Lecture Notes

On

INFORMATION RETRIEVAL SYSTEMS

MCA III Year I Semester

Topic: Functional Overview of the Information Retrieval System

By

T. Nagendra

Assistant Professor

MCA DEPT

Vidya Jyothi Institute Of Technology

Hyderabad.

Functional overview of Information Retrieval System

An Information Retrieval System is a system that is capable of storage, retrieval, and maintenance of information. Information in this context can be composed of text, images, audio, video and other multi-media objects.

A Total Information Storage And Retrieval System Is Composed Of Four Major Functional Processes:

Item Normalization

Selective Dissemination of Information

Archival Document Database Search

Index Database Search Along With Automatic File Build (AFB).

The following figure shows the logical view of these capabilities in a single integrated information retrieval system. Boxes are used in the diagram to represent functions while disks represent data storage.

Item normalization:

The first step in any integrated system is to normalize the incoming items to standard format. Item normalization provides logical restructuring of the item. Additional operations during item normalization are needed to create a searchable data structure: identification of processing tokens, characterization of the tokens, and stemming of the tokens. The processing tokens and their characterization are used to define the searchable text from the total received text.

Standardizing the input takes the different external formats of input data and performs the translation to the formats acceptable to the system. One example of standardizing could be translation of foreign languages into Unicode such as iso-latin covers English, French, Spanish, etc. Having all of the languages encoded in to a single format allows for a single browser to display the languages and potentially a single search system to search them.

Multimedia adds an extra dimension to the normalization process. In addition to normalizing the textual input, the multi-media input also needs to be standardized. If the input is video likely digital standards will be mpeg-2, mpeg-1, avi or real media. In all cases for multimedia, the input source encoded to a digital format. The importance of using an encoding standard for the source that allows easy access by browsers is greater for the multimedia.

The second step in normalization is to parse the item into logical sub-divisions that have meaning to the user. This process is called “zoning”, is visible to to the user and used to increase the precision of a search and optimize the display. A typical can be sub-divided into zones such as title, author, abstract, main text, conclusion and references. The zoning information is passed to the processing token to identify the operation to store the information, allowing searches to be done for a specific zone.
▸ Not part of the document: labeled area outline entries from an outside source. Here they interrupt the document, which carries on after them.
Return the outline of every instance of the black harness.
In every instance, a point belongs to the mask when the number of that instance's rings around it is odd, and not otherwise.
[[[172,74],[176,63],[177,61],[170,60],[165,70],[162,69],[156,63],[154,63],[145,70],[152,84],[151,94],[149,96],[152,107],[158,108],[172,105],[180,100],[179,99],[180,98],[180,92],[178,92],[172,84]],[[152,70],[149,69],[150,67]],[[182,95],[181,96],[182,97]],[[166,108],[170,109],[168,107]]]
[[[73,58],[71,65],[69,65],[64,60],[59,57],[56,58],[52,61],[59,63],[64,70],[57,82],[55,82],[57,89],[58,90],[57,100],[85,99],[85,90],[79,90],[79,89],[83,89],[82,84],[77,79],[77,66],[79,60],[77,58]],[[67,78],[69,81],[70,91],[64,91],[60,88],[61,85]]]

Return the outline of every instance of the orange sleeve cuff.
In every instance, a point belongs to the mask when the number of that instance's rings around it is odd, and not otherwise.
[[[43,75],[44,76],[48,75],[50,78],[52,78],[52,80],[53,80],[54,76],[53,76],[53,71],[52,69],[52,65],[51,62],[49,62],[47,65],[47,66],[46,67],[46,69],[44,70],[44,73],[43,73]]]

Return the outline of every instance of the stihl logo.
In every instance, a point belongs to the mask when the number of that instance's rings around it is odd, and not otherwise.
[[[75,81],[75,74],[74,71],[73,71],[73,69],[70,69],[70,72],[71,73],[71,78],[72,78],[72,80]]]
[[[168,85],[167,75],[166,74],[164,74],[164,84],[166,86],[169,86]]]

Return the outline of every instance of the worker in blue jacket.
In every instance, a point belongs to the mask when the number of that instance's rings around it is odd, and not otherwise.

The user reviews the results on the screen once the search is completed. The display screen is a major limitation to view the results to decide the relevant items for the search by user. As the zoning will provide the abstract information for each result, the user can view more items relevant to the item he is searching.

The next step after zoning is identification of information (words) that are used in the search process need to be identified which is called as token processing. The first step in this process is determining a word. Systems determine words by dividing input symbols into three classes: valid word symbols, inter-word symbols and special processing symbols.

  • A word is defined as a contiguous set of word symbols bounded by inter-word symbols.
  • Inter-word symbols are nothing but blanks, periods and semicolons.
  • Special symbols are like hyphen which will have some special meaning depends on the language we are using.

Next, apply stop list/algorithm to the list of processing tokens. The objective of the stop function is to save system resources by eliminating from the set of searchable processing tokens those that have little value to the system. The highly precise nature of the words only found once or twice in the database reduce the probability of their being in the vocabulary of the user and the terms are almost never included in searches. Eliminating these words saves on storage and access structure complexities. The examples of Stop algorithm are:

  • Stop all numbers greater than ‘999999” (This was selected to allow dates to be searchable)
  • Stop any processing token that has numbers and characters intermixed.

The next step in finalizing on processing tokens is identification of any specific word characteristics. The characteristics are used in systems to assist in disambiguation of a particular word. Morphological analysis of the processing token’s part of speech is included here. Thus, for a word such as ‘plane’, the system understands that it could mean ‘level or flat’ as an adjective, ‘aircraft or fact’ as a noun, or ‘ the act of smoothing or evening’ as a verb.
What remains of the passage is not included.